An Operational Approach To Black Hole Entropy

TL;DR

This paper proposes an operational method to define black hole entropy by analyzing the entropy of a contracting thin shell, showing it approaches one-quarter of its area in the black hole limit, thus linking thermodynamics with gravitational collapse.

Contribution

It introduces a shell-based operational definition of black hole entropy applicable to non-extremal black holes, connecting entropy with material compression near the horizon.

Findings

Entropy of a contracting shell approaches one-quarter of its area.

The proposed definition aligns with the Bekenstein-Hawking entropy for non-extremal black holes.

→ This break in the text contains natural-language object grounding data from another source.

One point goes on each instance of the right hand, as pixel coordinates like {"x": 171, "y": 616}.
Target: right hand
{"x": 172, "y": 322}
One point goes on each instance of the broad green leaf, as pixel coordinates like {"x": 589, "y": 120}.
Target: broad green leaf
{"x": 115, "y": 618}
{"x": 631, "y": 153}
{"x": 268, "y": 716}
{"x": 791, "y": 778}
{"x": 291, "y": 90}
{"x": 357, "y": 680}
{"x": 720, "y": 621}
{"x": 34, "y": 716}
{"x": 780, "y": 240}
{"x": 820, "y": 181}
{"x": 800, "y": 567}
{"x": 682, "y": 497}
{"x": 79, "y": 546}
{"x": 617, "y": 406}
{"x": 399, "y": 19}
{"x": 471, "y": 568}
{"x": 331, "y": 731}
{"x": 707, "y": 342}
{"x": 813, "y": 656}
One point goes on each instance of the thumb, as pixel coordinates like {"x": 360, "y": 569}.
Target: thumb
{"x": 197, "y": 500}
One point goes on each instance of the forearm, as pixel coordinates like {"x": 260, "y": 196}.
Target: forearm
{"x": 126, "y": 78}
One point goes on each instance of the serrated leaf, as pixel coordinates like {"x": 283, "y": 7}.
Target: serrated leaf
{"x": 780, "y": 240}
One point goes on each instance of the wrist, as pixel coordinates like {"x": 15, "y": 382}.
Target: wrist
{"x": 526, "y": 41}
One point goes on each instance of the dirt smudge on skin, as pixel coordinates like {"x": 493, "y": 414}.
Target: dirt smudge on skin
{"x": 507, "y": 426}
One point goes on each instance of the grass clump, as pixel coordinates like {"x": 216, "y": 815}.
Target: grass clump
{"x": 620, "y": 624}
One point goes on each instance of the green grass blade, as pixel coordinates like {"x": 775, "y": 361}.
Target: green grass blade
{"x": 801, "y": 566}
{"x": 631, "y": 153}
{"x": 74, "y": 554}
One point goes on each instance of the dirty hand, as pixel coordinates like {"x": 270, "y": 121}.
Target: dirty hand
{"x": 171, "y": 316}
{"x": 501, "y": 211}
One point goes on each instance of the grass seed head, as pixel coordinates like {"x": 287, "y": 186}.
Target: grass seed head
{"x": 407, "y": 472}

Extremal black holes do not have a clear entropy value in this model.

Abstract

In this paper we calculate the entropy of a thin spherical shell that contracts reversibly from infinity down to its event horizon. We find that, for a broad class of equations of state, the entropy of a non-extremal shell is one-quarter of its area in the black hole limit. The considerations in this paper suggest the following operational definition for the entropy of a black hole: $S_{BH}$ is the equilibrium thermodynamic entropy that would be stored in the material which gathers to form the black hole, if all of this material were compressed into a thin layer near its gravitational radius. Since the entropy for a given mass and area is maximized for thermal equilibrium we expect that this is the maximum entropy that could be stored in the material before it crosses the horizon. In the case of an extremal black hole the shell model does not assign an unambiguous value to the entropy.